Sorry for the rant. It's just troubling to me how far we have (d)evolved from our natural selves. And our bodies are telling us, "hey, what the heck are you doing to us??" and we're just not listening.

janharker
4-12-11, 7:55pm
I like my cheese to come from grass-fed goats.

Seriously, I do think the issue is obesity resulting from unnatural foods. I agree with Gingerella that if we want our children to be normal we have to feed them "normal" (aka unadulterated) foods. And, frankly, I have to think at the other end of the spectrum: if we want our hormones to act normally as we move through menopause and beyond, then we have to eat normal foods. Confession: I find it hard to be consistent, living in the mid-west, where "normal" foods are not always available. Fish, for instance, is either farmed or $16 a pound.

catherine
4-12-11, 8:13pm
Yes, jan, the whole hormonal thing is kind of weird... Just tomorrow I'm meeting with a client who has a product indicated for relief of menopausal symptoms. I know that menopause is not a walk in the park, but again, I am not going to be one to cross the line from using estrogen to relieve some discomfort to using it to hold on to our youth.

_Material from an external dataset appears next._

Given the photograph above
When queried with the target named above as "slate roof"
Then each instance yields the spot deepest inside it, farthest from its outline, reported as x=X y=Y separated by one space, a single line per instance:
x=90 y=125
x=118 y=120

Meanwhile, as I write this, Jamie Oliver is chattering in the background....

Suzanne
4-13-11, 8:42am
Apathetic, I was being sarcastic, not in any way beating up on the poor! I get really pissed off with the way people whose own grocery carts wouldn't bear inspection start howling about how irresponsible the poor are, and how they're digging their own graves with their teeth, and all the rest of it. It's all part of the welfare queen with the perfect hair and false nails, driving to the store in a Cadillac, using food stamps to buy junk food mindset. I've been poor and yes, it sucks bigtime, especially when you're working 12 to 14 hours a day, including weekends.

Suzanne
4-13-11, 8:46am
I take estradiol alone at 0.5mg/day - not to try hold onto my youth, long fled - but because it really, really helps with chronic migraine.

CathyA
4-13-11, 11:52am
Treehugger.......that's interesting. See, that's what I mean..........perhaps their bodies are sensing that they need to reproduce now (since its a male that isn't related), and it speeds up. Curious.
Although I lived with my biological father (unfortunately!) and started my period at 10, as did my daughter, who lived with her biological dad. I think sometimes its an inherited thing.

Gardenarian
4-13-11, 6:15pm
I didn't start menstruating till almost 16; my daughter has started at 11 3/4. (which seems early to me, but I guess is within normal limits.) She has eaten very little HFCS (only halloween candy and the like) and we buy mostly organic foods. She is very thin (5'2", 88 lbs.)

I have read that the increased sexualization in the media has had some effects (tho' my particular dd doesn't watch TV either.)

I think poor nutrition/fitness is definitely a factor - I'm not seeing a lot of thin or athletic 7 and 8 year olds who are developing breasts.